The phrase "common law" refers to the way you get married, not how you end your union. The term simply means that you didn't solemnize your marriage vows or file a marriage certificate with your state. In all other ways, including divorce, a common law marriage and a "regular" marriage are treated the same.
Although all states will divorce common law spouses, only 10 jurisdictions allow you to begin a common law marriage, and to formally recognize such unions. These include Texas, Montana, South Carolina, Kansas, Colorado, Alabama, Rhode Island, Iowa, Oklahoma and the District of Columbia. If you enter into a common law marriage in any of these jurisdictions, the U.S. Constitution requires that all other states recognize your union. For example, if you marry in Montana, you can be divorced in New Jersey, even though you can't enter into a common law marriage there. An additional five states recognize common law marriages entered into before a statutory date. Georgia recognizes those formed before January 1, 1997, and in Pennsylvania, the pivotal date is January 1, 2005. In these jurisdictions, if you enter into a common law marriage arrangement after these dates, you're not considered married – you're just living together.

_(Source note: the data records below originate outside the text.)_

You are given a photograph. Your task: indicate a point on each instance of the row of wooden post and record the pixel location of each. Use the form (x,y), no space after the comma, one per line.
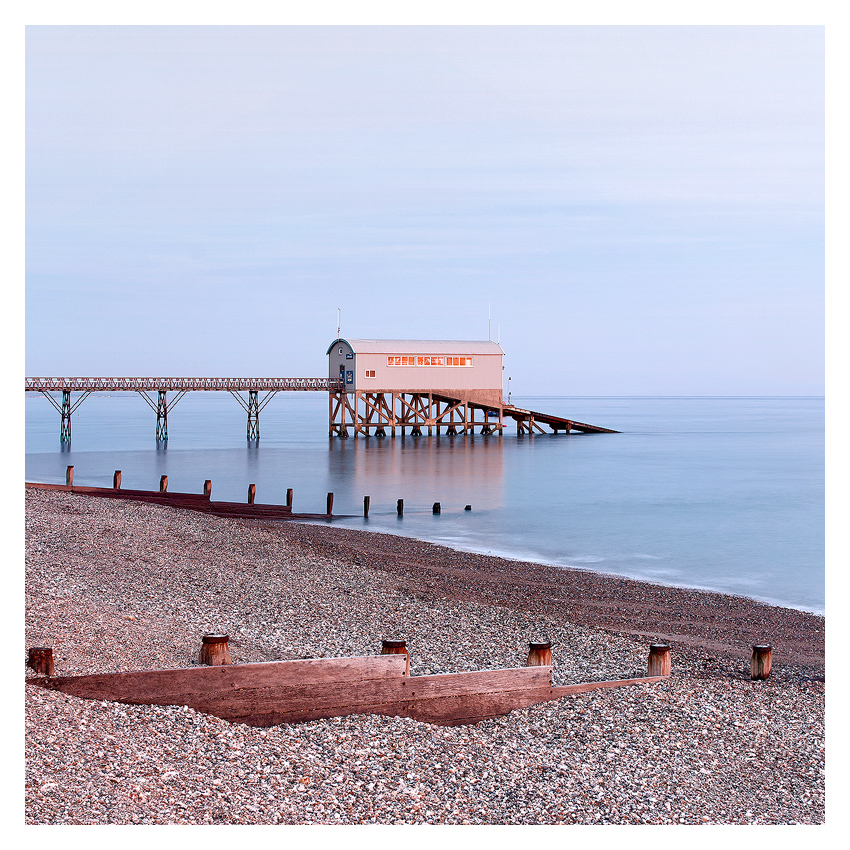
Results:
(215,652)
(252,491)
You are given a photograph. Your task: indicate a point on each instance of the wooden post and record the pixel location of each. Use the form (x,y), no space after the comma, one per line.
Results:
(539,654)
(659,660)
(396,647)
(762,661)
(214,650)
(40,659)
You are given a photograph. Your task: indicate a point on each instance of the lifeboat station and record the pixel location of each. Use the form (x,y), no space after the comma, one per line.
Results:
(423,387)
(376,388)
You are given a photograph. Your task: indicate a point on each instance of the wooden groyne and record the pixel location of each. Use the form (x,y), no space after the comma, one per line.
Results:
(275,692)
(201,502)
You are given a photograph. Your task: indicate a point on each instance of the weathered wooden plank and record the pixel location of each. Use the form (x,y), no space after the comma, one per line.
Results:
(443,710)
(184,686)
(330,697)
(566,690)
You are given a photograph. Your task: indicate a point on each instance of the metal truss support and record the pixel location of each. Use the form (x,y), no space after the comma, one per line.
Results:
(65,411)
(161,409)
(252,407)
(253,432)
(377,413)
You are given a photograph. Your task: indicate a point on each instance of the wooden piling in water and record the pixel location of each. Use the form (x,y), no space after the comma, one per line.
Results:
(40,659)
(762,661)
(539,654)
(659,660)
(214,650)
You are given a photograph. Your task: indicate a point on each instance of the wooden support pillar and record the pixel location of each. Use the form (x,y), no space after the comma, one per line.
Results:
(762,661)
(214,650)
(396,647)
(40,659)
(539,654)
(659,660)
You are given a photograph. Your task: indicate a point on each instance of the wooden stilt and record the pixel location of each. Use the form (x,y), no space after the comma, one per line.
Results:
(659,660)
(214,650)
(396,647)
(539,654)
(762,661)
(40,659)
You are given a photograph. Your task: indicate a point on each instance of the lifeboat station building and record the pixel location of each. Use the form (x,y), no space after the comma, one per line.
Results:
(447,386)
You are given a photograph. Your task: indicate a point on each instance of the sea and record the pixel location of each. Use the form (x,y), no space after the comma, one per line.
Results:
(721,494)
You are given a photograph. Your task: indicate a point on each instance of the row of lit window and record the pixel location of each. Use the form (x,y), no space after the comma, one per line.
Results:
(428,361)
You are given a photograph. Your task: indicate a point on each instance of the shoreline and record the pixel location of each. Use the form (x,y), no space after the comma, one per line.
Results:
(506,556)
(115,586)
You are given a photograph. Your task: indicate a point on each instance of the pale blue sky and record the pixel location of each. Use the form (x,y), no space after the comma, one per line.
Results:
(642,207)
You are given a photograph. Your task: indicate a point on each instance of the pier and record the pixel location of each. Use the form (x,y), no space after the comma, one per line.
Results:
(351,414)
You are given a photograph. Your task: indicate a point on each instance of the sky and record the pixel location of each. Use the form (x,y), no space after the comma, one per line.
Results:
(639,209)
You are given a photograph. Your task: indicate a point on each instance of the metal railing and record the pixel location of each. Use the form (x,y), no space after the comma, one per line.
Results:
(181,384)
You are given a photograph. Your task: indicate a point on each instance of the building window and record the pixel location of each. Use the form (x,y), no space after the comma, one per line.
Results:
(426,360)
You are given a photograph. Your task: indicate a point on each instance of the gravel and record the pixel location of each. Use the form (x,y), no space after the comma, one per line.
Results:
(120,585)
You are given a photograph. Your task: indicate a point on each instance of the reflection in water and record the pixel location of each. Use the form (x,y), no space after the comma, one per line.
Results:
(454,471)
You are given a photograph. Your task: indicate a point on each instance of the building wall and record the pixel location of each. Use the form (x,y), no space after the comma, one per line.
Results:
(481,381)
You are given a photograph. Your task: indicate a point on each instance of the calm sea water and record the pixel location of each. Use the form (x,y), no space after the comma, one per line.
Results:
(725,494)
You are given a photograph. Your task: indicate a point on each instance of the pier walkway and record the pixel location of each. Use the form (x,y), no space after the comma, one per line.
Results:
(363,413)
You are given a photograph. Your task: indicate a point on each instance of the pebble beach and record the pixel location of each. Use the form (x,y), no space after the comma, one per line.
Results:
(114,585)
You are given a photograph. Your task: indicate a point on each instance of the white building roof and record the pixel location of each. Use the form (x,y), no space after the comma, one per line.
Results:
(420,346)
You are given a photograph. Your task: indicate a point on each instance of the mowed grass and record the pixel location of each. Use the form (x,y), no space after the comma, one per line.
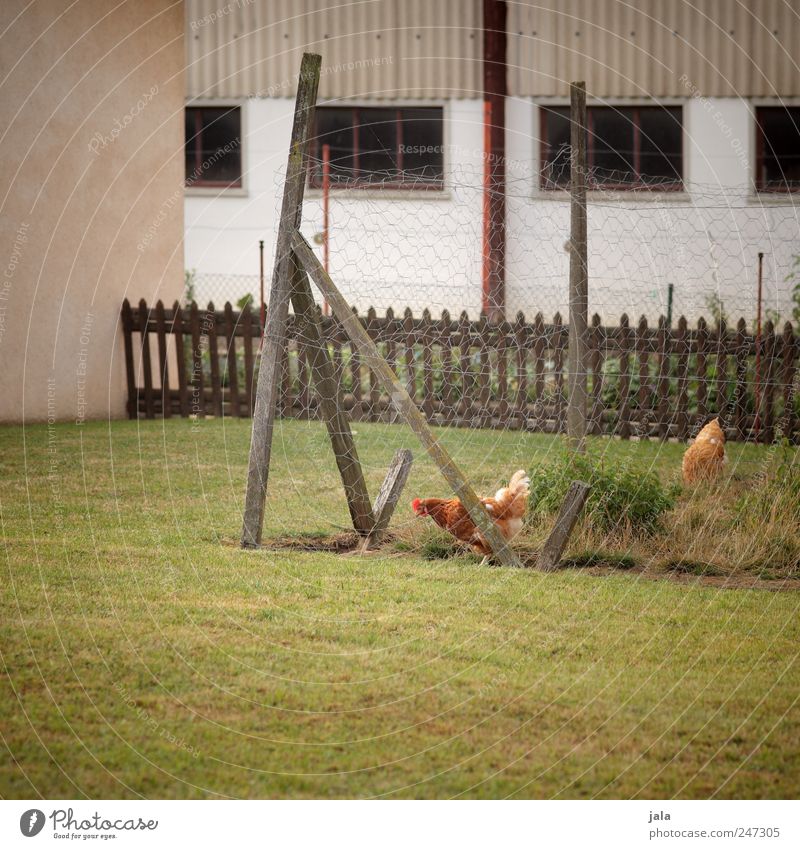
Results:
(144,654)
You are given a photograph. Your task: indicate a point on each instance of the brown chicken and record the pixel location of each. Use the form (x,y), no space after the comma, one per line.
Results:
(705,457)
(507,508)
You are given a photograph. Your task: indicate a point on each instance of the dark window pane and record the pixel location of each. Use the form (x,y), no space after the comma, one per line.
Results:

You can't accidentally or inadvertently form a common law marriage, even if you live in a state that recognizes such unions. These arrangements involve taking deliberate actions to establish that you're married, even without a license. You and your spouse must live together, and you must agree that you're married. You must "hold out" to the public that you're a married couple – you introduce your partner to others as your spouse, use the same surname, and habitually take other actions that couples who are formally married also take. This might include filing joint tax returns, covering each other on insurance policies, buying property together, holding financial accounts together, or having children together. By themselves, these actions don't make you married under common law – unless you also tell people that you're a married couple. People who simply live together aren't common-law married, even if they intend to marry sometime in the future. If no one knows you're married because you've never publicly said so, you don't have a common law union.
Burden of Proof
The first step in legally ending a common law marriage is to establish to the court that the marriage exists in the first place. If both spouses agree that they made a marital commitment to each other, this isn't much of a hurdle. If one spouse denies that a common law marriage exists, however, the other has the burden of proof to establish to the court that it does. You can do this by offering documented proof, such as copies of tax returns, insurance policies and loan commitments, but these alone don't establish a common law marriage. You may also need third-party witnesses who can establish that you held yourselves out to the public as husband and wife. Ultimately, a judge must determine whether a marriage actually exists. How you end your partnership depends on his opinion.
The Divorce Procedure
If the court determines that you do have a common law marriage, divorce is the same as it is for couples who took out a marriage license and exchanged vows. Similar issues are decided, and there is no difference in procedure. A complaint or petition initiates the legal action. Issues of property, joint debts, custody and support are decided either by court order after a trial or by agreement between spouses. The court ultimately enters a divorce judgment or decree, ending your union. If a judge determines you aren't married by common law, you can't divorce in family court. You must typically resolve property issues through civil court, although family court can still make rulings on custody and child support for unmarried couples.